Crude fell 4.6 percent in New York. The proposal to cap output at January levels puts “unrealistic demands” on Iran, Bijan Namdar Zanganeh said Tuesday, according to the ministry’s news agency Shana. Saudi Arabia and Russia, the world’s two biggest crude producers, agreed to the freeze on condition other major producers, notably Iran and Iraq, follow suit. Saudi Arabia isn’t cutting output, the kingdom’s oil minister, Ali al-Naimi, said at the IHS CERAWeek oil conference in Houston.
"Zanganeh and Naimi have managed to deflate traders’ expectations that there would be an agreement to cut production anytime soon," said Michael Lynch, president of Strategic Energy & Economic Research in Winchester, Massachusetts. "There’s a lot of hard bargaining and additional economic pain that’s going to have to occur before an agreement is reached."
Oil is down about 14 percent this year on speculation a global glut will persist amid the outlook for increased exports from Iran and brimming U.S. stockpiles. Iran will add more output capacity than any other member of the Organization of Petroleum Exporting Countries over the next six years as it seeks to regain lost market share after the removal of sanctions, according to the International Energy Agency.
West Texas Intermediate for April delivery slipped $1.52 to close at $31.87 a barrel on the New York Mercantile Exchange. It was the biggest decline Feb. 9. The March contract rose $1.84 to expire at $31.48 Monday, the highest for front-month prices since Feb. 4.
Brent for April settlement dropped $1.42, or 4.1 percent, to $33.27 a barrel on the London-based ICE Futures Europe exchange. The European benchmark crude closed at a $1.40 premium to WTI.
The six worst performers on the S&P 500 Tuesday were energy companies. The S&P 500 Oil & Gas Exploration and Production Index fell 4.4 percent.
“Not many countries are going to deliver” even if they promise supply curbs, al-Naimi said. An accord last week to freeze the oil production of Saudi Arabia, Russia, Qatar and Venezuela at January levels is “not like cutting production, that’s not going to happen.”
Instead, high-cost producers will have to “lower costs, borrow or liquidate” to cope with the slump in oil prices, al-Naimi said, adding that he doesn’t know when the current rout will end. This is a “more efficient” way for the market to rebalance than cuts by low-cost producers like Saudi Arabia, which would only delay the “inevitable reckoning” needed for supply and demand to realign, he said.
"It’s hard enough getting two people to agree, much less a large number of competing countries," said Michael Corcelli, chief investment officer of hedge fund Alexander Alternative Capital LLC in Miami. "Any deal that can be agreed to would be questionable because of the lack of trust."

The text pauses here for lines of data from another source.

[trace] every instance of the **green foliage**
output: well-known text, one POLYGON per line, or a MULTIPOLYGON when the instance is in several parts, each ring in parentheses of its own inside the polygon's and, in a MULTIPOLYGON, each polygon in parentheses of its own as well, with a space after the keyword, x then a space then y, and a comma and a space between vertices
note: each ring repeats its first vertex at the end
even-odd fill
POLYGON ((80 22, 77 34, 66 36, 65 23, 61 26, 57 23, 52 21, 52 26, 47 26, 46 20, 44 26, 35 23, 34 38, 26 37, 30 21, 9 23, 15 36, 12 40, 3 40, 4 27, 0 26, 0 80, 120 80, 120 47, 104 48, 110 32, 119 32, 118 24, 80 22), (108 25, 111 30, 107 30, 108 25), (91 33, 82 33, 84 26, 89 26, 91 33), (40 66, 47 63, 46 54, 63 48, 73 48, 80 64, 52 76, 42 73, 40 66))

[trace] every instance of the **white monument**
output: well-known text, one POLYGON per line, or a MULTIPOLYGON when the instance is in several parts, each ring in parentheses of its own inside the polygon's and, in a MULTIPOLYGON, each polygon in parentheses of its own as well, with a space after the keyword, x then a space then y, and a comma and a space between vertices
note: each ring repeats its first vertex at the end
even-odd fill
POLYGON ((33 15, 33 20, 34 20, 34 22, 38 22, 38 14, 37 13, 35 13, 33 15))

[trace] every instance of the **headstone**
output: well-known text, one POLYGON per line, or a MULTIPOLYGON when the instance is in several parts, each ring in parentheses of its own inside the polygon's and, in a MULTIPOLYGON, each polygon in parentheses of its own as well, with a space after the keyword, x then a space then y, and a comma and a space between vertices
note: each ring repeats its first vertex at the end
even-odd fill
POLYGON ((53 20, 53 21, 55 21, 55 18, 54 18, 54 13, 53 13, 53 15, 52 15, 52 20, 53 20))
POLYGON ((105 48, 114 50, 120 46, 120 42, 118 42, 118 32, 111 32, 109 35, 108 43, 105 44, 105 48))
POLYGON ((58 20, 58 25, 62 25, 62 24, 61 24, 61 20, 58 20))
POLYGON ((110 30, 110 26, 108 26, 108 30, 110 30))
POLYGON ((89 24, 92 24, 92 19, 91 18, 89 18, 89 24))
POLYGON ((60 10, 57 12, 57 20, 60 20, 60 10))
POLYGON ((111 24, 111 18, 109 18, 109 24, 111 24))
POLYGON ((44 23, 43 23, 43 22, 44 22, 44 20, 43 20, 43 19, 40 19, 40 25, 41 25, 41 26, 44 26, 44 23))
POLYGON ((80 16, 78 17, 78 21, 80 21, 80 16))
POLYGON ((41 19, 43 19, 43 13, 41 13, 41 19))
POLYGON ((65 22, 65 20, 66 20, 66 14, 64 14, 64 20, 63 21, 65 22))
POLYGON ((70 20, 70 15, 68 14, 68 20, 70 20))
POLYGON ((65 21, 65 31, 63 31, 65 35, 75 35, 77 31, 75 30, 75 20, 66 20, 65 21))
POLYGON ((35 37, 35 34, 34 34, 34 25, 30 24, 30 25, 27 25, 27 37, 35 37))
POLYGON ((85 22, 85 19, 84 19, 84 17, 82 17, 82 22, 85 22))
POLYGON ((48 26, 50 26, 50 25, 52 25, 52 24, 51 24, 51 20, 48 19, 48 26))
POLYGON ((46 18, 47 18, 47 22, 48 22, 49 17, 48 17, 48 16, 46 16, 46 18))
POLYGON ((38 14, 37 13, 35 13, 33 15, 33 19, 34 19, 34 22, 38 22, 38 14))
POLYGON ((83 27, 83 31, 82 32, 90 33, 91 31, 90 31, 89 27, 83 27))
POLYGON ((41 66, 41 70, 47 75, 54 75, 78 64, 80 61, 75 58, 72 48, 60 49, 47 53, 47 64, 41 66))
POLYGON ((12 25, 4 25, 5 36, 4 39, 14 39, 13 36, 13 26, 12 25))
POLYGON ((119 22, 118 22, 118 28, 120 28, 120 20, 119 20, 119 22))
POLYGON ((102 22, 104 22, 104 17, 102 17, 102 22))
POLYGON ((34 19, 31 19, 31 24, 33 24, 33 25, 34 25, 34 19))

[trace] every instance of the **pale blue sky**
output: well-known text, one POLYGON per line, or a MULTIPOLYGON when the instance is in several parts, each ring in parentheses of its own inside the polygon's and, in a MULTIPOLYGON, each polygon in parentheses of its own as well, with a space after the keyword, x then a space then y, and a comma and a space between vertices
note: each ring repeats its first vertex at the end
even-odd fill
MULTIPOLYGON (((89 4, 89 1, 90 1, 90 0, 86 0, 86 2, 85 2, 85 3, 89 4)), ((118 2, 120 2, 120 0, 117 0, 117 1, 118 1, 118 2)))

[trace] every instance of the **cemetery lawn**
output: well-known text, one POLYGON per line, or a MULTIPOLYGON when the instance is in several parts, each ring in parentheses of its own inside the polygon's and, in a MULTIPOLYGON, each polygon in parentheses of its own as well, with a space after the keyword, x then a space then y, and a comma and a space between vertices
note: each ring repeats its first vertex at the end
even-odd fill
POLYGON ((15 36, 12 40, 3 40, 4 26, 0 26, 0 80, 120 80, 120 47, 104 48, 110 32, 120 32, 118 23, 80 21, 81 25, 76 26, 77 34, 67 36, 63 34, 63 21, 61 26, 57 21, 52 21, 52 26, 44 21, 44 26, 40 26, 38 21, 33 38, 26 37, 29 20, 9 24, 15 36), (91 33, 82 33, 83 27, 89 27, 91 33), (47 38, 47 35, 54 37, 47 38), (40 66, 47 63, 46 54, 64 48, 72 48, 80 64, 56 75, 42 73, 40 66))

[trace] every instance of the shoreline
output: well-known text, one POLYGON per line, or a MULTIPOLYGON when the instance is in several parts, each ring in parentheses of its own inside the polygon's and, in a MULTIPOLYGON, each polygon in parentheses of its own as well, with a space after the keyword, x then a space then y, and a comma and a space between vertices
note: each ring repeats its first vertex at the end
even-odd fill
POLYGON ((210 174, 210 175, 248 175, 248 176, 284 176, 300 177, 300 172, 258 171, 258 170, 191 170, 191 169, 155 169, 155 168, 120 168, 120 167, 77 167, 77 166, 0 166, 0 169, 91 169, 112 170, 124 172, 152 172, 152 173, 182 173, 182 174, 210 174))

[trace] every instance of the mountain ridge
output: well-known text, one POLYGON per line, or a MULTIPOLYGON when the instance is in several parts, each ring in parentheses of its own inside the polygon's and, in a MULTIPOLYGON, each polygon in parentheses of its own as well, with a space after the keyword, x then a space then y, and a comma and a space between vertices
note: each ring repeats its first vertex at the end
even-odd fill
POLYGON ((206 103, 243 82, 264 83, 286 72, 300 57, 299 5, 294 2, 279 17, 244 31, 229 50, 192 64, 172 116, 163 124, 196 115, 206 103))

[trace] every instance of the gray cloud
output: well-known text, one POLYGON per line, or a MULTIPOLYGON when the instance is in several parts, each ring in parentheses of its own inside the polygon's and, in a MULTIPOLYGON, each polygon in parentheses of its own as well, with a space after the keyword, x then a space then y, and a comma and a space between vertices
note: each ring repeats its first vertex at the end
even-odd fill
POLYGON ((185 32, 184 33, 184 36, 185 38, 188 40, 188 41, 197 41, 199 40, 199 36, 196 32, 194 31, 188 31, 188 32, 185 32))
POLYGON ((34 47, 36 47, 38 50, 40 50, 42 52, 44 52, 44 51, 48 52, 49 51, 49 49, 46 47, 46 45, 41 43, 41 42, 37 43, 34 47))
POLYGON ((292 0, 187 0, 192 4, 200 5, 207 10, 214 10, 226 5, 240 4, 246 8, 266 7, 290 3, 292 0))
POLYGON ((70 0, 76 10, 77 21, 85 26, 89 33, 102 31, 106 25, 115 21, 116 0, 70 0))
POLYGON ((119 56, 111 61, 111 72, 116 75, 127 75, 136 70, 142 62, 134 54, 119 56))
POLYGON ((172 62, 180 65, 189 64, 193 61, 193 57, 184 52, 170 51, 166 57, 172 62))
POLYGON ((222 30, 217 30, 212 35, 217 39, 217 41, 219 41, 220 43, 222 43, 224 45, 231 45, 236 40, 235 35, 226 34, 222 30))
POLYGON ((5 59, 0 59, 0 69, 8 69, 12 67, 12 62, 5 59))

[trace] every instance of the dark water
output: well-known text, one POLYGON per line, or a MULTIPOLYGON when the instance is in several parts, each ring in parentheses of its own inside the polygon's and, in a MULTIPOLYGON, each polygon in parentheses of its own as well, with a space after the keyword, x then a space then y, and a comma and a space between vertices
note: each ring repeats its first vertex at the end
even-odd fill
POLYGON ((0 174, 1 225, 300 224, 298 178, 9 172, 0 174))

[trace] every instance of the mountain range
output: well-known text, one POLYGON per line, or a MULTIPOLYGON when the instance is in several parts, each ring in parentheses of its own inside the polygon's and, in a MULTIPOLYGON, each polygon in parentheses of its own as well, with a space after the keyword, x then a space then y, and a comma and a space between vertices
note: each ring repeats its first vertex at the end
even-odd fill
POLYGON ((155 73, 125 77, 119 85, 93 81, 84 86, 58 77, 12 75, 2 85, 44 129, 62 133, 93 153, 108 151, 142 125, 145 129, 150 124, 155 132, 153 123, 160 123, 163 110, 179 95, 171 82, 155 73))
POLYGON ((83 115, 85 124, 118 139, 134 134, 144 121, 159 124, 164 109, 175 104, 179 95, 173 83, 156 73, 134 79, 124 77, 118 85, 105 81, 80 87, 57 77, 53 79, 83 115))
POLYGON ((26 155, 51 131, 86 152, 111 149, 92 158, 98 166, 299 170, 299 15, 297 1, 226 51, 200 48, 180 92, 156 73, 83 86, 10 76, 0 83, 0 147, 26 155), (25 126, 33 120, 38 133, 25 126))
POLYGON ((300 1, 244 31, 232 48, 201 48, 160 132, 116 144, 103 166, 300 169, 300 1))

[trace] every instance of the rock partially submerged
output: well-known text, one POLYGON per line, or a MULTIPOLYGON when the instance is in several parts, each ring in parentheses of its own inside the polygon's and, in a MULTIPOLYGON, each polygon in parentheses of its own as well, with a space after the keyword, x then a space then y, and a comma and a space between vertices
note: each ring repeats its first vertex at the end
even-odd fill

Oil has slumped more than 50 percent since Saudi Arabia led OPEC’s decision in November 2014 to maintain output and defend market share against higher-cost U.S. shale producers. The resilience of the shale sector and increase in Russian production to post-Soviet highs helped expand the global glut.

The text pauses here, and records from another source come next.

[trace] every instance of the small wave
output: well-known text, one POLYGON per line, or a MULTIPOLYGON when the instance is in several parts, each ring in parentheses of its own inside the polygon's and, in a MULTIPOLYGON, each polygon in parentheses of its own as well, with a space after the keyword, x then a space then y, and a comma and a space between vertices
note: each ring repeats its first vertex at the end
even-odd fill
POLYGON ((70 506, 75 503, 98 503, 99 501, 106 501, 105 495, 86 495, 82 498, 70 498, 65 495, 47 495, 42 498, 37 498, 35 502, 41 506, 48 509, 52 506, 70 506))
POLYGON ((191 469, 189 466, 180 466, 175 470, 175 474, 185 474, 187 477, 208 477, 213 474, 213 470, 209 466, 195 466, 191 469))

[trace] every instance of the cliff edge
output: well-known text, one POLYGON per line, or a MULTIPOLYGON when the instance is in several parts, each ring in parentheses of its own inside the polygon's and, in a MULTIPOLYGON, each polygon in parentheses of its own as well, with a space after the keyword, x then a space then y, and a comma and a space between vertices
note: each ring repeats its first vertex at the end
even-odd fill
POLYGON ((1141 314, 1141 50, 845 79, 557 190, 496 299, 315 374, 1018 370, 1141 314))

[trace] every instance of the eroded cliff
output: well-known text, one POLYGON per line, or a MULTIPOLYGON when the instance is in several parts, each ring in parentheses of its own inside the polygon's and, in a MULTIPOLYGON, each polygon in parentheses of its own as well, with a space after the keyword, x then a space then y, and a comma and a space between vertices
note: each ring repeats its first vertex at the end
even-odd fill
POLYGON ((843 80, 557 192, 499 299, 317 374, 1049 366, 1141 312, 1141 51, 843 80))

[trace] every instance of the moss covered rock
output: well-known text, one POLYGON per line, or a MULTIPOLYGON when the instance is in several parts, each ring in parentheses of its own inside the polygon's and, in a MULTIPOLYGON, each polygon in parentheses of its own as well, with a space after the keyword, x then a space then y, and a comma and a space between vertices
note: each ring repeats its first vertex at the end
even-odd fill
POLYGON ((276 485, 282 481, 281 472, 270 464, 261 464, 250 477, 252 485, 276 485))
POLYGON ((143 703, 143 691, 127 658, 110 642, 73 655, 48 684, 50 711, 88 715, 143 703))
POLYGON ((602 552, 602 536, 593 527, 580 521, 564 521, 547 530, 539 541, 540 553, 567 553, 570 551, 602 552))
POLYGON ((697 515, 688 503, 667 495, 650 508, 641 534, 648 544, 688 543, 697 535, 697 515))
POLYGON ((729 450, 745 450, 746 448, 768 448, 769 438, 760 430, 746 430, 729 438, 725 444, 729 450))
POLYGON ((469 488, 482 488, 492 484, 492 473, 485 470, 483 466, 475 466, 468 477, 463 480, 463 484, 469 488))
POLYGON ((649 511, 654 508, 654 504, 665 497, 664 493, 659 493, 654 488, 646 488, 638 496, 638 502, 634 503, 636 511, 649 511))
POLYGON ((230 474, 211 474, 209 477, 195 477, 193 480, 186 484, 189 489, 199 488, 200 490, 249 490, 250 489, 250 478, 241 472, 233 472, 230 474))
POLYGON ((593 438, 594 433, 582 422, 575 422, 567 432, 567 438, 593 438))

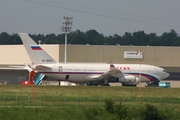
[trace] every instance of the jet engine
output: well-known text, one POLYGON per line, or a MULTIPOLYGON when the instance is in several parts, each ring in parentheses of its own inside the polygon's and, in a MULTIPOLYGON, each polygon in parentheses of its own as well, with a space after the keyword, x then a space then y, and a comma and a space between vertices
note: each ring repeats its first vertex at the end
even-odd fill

"U.S. shale output is going to decline," said Sarah Emerson, managing director of ESAI Energy Inc., a consulting company in Wakefield, Massachusetts. "Everyone seems to think it will happen tomorrow, but it takes time. It has already started and later this year production will be considerably lower."
Global oil stockpiles will keep accumulating into 2017 as supply continues to exceed demand, capping any price recovery, the IEA said in its medium-term report on Monday.
U.S. inventories probably expanded 3.25 million barrels from the highest level in more than eight decades, according to a Bloomberg survey before government data on Wednesday. Supplies of gasoline and distillate fuel, a category that includes diesel and heating oil, fell, the analysts said.
March gasoline futures fell 3.4 percent to close at 96.63 cents a gallon. Diesel dropped 3.1 percent to $1.0221, the lowest settlement since Feb. 11.